Chancellor George Osborne has announced that insurance premium tax (IPT) will increase by 0.5% to a rate of 10%.
This is the second increase to IPT in less than nine months.
The change will come into effect from 1st October 2016, according to Budget documents.
Osborne said:"I am going to increase the standard rate of Insurance Premium Tax by just half a percentage point - and commit all the extra money we raise to flood defence spending.
"That's a £700 million boost to our resilience and flood defences."
To explain the initial increase, the Chancellor said this increase would bring the UK in line with the rest of Europe.
Changes to IPT affected 3 million private medical insurance and cash plan policies but does not affect protection insurance.
The ABI estimated that the 1st November 2015 increase likely added more than £40 to average private medical insurance premiums. The combined increase will add £78 to policies on average.
AXA PPP previously described the increase as a "retrograde measure" to health and wellbeing.
Prior to the Budget announcement, James Dalton, director of general insurance policy at the ABI said: "Another increase in Insurance Premium Tax would be a raid on the responsible that laser targets those who do the right thing.

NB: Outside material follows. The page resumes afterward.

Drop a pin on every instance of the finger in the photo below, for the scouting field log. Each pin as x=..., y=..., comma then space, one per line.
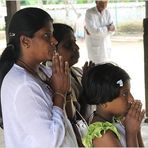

"It will hit those on low incomes and increase the risk that some people reduce their cover or stop insuring altogether."
Mike Stalley, chief executive of, FiscalReps said: "In the grand scheme of things the revenue generated from IPT is small; just under £3bn in the year 2014/15, out of a total government tax collection of £515bn; accounting for around half of one percent of all taxes collected by HMRC."
He also said: "Insurance premium tax is relatively easy to collect and enforce, and as this latest increase may add an additional £1bn to the overall tax revenues generated by HMRC, then it would appear to be an obvious move for the Chancellor to make.
"Although this does increase the rate standard of IPT to above the European average, consider this; insurance premium tax rates in Germany, Italy and the Netherlands and the higher rate of IPT in the UK are all significantly higher. There may still be more scope for future increases."